If you’re in the market for cosmetic enhancement in Texas—especially injections—be really, really careful, okay? Twice in the past weeknews has broken about someone offering injections that contain fatal substances.

The first case, down in the Rio Grande Valley, involves a woman offering bovine-based collagen implants and Botox, who is accused of actually injecting her clients with liquid rubber. The second, in Dallas, involves a woman offering illegal sillicone injections to people looking to “pump” their breasts and butts. 

There are a few obvious similarities—and a consistent theme. Namely, that the suspected criminals were offering their injections to particularly vulnerable people. The Monitor reported last week that the operation in the Valley seemed to be based out of Brownsville—the poorest city in the United States. The woman in Dallas, meanwhile, is transgender—and the blog Planet Transgender seems to suspect that most of her clients were too. 

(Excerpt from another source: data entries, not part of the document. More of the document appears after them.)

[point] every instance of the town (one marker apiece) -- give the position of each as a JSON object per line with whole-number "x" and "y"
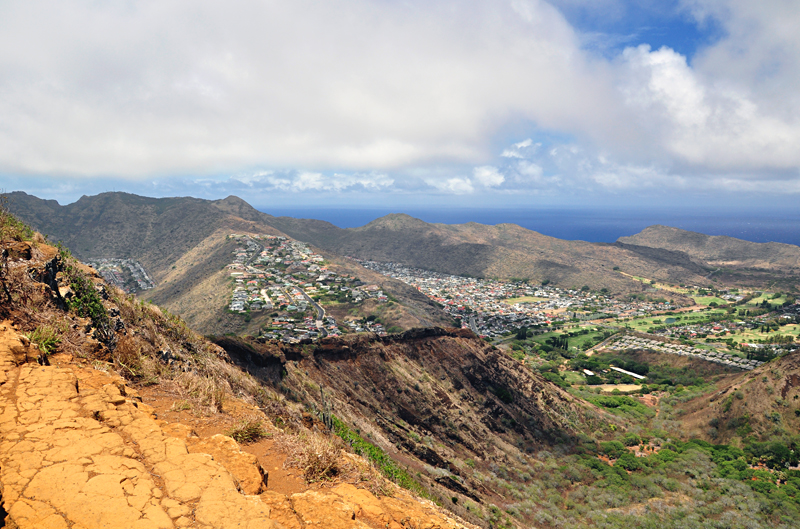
{"x": 287, "y": 279}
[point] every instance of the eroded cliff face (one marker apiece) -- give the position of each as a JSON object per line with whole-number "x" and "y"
{"x": 80, "y": 447}
{"x": 445, "y": 403}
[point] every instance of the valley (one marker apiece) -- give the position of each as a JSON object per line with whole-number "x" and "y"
{"x": 629, "y": 386}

Transgender women face stiff economic challenges. The New York Times wrote in 2008 that after transitioning, their wages can fall by up to a third, and the “young and poor women desperate for quick and cheap feminization of their faces and bodies,” as trans advice website Transexual Road Map describes them, are not necessarily in a position to afford safer injections. 

Miami Herald story about a similar case from 2004 (which left one young woman dead) describes what goes into these injections:

[T]he silicone used is the stuff sold in hardware stores as a sealant. It is not sterile and can cause infections, particularly in the lungs.

The silicone is often mixed with paraffin, oil, even peanut butter, said Dallas Denny of the transgender support group Gender Education & Advocacy. In Jeter’s case, it was probably mixed with baby oil, based on how it smelled to others who received the injections, said James Paulk, an investigator for the district attorney.

There was so much silicone in Jeter’s body that when incisions were made during the autopsy, a clear, brownish liquid flowed out, Paulk said.

It’s horrifying stuff—but the prices cited by the Herald, which describe multiple injections in multiple parts of the body that cost just a few thousand dollars, demonstrate the appeal. Safer, saline-based implants by board-certified plastic surgeons cost as much as five figures.

Cheap prices is no doubt what attracted many to the Brownsville woman accused of offering sillicone in place of Botox, too. A client who nearly lost her leg after an injection that she believed to be Botox says that she paid $150 for the treatment, according to Reuters; depending on the number of units required, Botox can cost considerably more. The operation marketed its procedures to Spanish speaking women, largely exotic dancers in the country illegally, according to that same Reuters report: 

A flyer in Spanish recovered by investigators when they arrested Gonzalez on Wednesday claimed that her treatments could help patients reduce wrinkles and add volume to their hips, buttocks, legs and nose. Treatments started at $250, it said.

We’re aware that women face unattainable beauty standards, and that trans women, in particular, have a number of good reasons for wanting to pursue hourglass figures. But please, if you’re in the market for implants, don’t get them on the black market. That can kill you.